Young and Stage IV

This disease is so horrible, especially for the young. We need a cure!

I hear you. I pray to make it to my daughter’s high schoool graduation. Originally diagnosed at 33 and stage IV at 37 with a wonderfully energetic now 6 yr old. All my docs say to take care of myself but balancing that with a young child and a full time job is so tough.
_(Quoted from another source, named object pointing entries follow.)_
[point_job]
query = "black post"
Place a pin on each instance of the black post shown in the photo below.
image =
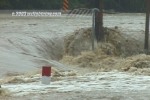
(99, 20)
(146, 45)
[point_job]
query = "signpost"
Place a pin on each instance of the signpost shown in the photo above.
(99, 21)
(46, 75)
(146, 45)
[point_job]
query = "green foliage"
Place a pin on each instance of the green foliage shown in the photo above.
(117, 5)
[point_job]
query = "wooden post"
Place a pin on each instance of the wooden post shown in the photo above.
(99, 20)
(146, 45)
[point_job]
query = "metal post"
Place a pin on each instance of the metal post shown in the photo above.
(65, 5)
(146, 45)
(93, 35)
(99, 20)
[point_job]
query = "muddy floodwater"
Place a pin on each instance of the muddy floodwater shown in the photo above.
(28, 43)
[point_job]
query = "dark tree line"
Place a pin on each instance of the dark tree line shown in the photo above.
(117, 5)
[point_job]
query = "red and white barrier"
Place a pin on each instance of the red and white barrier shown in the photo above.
(46, 75)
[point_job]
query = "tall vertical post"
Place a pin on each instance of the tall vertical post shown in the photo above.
(65, 5)
(146, 45)
(99, 20)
But I know it is critical so trying every day! This disease sucks at any age. It robs us of a carefree (relatively) existence and causes our parents and children to share the heavy burden. For me that’s the hardest part of being young with this disease and what is different from most others. My parents are scared and my daughter sees a therapist to deal with her worries about me. It should not be this way. At the same time we are lucky to be here now when there are treatments and support which not too long ago and still in many parts of the world are not present. i try to remember to be grateful in the midst of everything.

Hello, I was diagnosed aged 37 and stage 4 diagnosis aged 45, two years have almost gone since then and life is so far very good. I try my best to carry on as normal and to be honest great chunks of my day are as good, if not better, than they have ever been. I do have wobbles and I do get scared but not so often now.

I had my 6 month ct scan last week and have the results on Wednesday, I’m on Tamoxifen and previously had chemo so I’ve definitely been pushed in to menopause. I’ve gained 10 pounds, at least, have the most terrible joint pains and whenever I excercise get the most horrendous hot flashes. The good thing is that I’ve ticked the menopause box where all of my friends have that joy to look forward to. The cancer is not causing me any trouble to date....it was an incidental finding when they X Ray’d my shoulder, I sometimes wish that I still lived in blissful ignorance

@ Candy.. I so get that. Before my second diagnosis, I was worried that I haven't saved enough for retirement. Now, I think “meh, I likely won't live that long anyway". Morbid, I know, but it's reality. I'd love to think I'd liveto 67-70 but, honestly, it's not likely

I was diagnosed with de novo stage 4 MBC at the age of 40. My kids were only 4 and 6 by that time. It is very hard for me that I might not be there to guide them through their life until they are able to walk alone. I really hope that I will survive until they get their high school diploma, because I believe that this is a major milestone in life.

I find it rather challenging to be de novo stage 4 at this young age, because here in Germany there are not so many comparable cases. Therefore, I have to fight out many topics with my MO, e.g. testing for estradiol level to see if chemical ablation plus Letrozole are doing their job.

And I find myself stuck between disease, treatment, kids, household and job, wondering what to prioritize at what point of time. I tend to overdo and end up completely exhausted or with pain, but there is no way to not take care about kids and household (I have someone to clean once a week, but 4 persons make a lot of mess inbetween as well). And we just built a new house 2 years ago, which we still need to pay off (brick houses in Germany are quite expensive), so money is an issue as well.

I am only going to post here once, because I was middle age, in my early 50s when diagnosed, so not young. I know how different my life was when I was 40 compared to early 50s, and I've always felt this disease was most unfair to you younger women.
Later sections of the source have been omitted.